Discrezione e sobrietà impongono a Levi la distanza da quel termine che nessun italiano userebbe mai nei dialoghi di tutti i giorni. La parola patria è eccessiva, intrisa di retorica, e, in particolare, è approssimativa. Villaggio, focolare, terra dei padri (e qui aiuta l’etimologia), nazione: molti sono i suoi sensi possibili, probabilmente troppi per l’esattezza leviana. E poi sul concetto che sottende sembra gravare un limite invalicabile, ovvero la sua volatilità. Basta andarsene dai luoghi natii, oppure è sufficiente essere appartenenti ad un popolo come quello americano o sovietico in pendolare movimento tra città diverse, e la patria non c’è più. Svanita, dissolta impalpabilmente nelle nebbioline della malinconia, come ribadisce il “patria... è dove si vive” di Pascoli.
Eppure non è tutto. Levi sa di non aver esaurito lo scavo, sa che da qualche parte quella parola porta con sé anche altro, e non è un altro da poco, perché, a ben vedere, può essere una convincente spiegazione ad uno dei dilemmi della storia contemporanea.
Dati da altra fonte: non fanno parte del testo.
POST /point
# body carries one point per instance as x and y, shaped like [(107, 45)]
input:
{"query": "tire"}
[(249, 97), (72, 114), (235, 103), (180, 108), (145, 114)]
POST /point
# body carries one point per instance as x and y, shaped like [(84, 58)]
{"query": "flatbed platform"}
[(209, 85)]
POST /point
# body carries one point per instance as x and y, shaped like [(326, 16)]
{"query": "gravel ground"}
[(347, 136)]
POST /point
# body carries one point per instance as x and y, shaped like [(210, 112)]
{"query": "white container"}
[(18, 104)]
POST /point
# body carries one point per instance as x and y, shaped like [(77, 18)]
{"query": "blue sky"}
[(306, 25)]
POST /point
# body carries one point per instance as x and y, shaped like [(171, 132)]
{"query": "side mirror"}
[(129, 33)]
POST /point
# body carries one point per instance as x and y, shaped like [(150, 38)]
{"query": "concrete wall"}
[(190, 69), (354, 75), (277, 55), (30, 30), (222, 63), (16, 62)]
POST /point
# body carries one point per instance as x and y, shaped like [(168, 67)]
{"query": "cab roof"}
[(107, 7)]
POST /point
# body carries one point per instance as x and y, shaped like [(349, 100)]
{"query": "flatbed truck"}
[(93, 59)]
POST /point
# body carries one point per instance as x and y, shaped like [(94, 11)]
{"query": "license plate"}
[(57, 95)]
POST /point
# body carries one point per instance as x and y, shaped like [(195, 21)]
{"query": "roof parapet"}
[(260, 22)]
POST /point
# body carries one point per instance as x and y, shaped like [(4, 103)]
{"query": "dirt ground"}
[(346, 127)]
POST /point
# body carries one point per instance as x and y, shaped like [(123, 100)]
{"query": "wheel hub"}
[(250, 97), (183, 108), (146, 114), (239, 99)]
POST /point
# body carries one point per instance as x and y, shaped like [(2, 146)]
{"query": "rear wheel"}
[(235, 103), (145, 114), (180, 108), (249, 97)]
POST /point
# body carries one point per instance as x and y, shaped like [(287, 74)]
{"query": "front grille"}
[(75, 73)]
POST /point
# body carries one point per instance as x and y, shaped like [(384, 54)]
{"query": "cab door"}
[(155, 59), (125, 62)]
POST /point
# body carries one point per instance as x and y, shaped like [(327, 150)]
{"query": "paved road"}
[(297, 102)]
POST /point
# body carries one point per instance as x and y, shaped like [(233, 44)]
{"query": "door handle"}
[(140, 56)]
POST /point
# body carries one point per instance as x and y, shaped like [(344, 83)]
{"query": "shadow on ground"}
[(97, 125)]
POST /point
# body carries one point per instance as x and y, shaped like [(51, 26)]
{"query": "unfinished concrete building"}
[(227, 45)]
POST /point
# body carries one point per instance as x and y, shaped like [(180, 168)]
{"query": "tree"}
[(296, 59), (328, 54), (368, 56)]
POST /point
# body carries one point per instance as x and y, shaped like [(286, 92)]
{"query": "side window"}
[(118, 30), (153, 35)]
Si tratta della questione sui motivi che hanno impedito agli ebrei d’Europa, negli anni della persecuzione nazista, di lasciare le terre in cui erano nati. A quell’inerzia lo scrittore torinese dà una spiegazione sociologica (la classe media, “meno assillata dal bisogno” rispetto al popolo non aveva se non un’idea vaga dell’“estero”) e storica (le frontiere europee chiuse, quelle americane molto selettive). Soprattutto però Levi insiste sulla componente psicologica. Ciascun ebreo ha implicitamente riconosciuto che la patria è il luogo dove si nasce, dove dormono i propri avi, dove si vive quotidianamente adottandone lingua, leggi e costumi. Luogo per cui si combatte, luogo che non si può lasciare a tal punto che morire in patria diventa il modo di morire “per la patria”. Che significa? Che la patria c’è quando è assediata? Ovvero che la si sente quando si rischia di perdere tutto? È quello il momento in cui si risveglia il senso di appartenenza? Levi lo lascia intuire. Così come, a rovescio, finisce col negare il valore di qualsiasi senso d’appartenenza dell’ebreo ad un solo virtuale popolo. Almeno fino agli anni Trenta, un ebreo era parte del popolo con cui conviveva da secoli, a cui, inevitabilmente, lui stesso apparteneva. Scritte negli anni Ottanta, le parole di Levi sembrano offrire una ulteriore riflessione sul sionismo, sul sogno di ricostituire un’ipotesi di popolo esclusivamente ebraico. È stata solo la Shoah a determinare il risorgere di un’idea di legame comune. Solo allora le patrie sono diventate – per gli ebrei d’Europa – una patria. A dimostrazione che la parola corrisponde ad un’idea e ad un’esperienza dei sensi soltanto quando si è nell’abisso della desolazione, nel vuoto della perdita, nella dissoluzione di ogni altra rete di relazioni.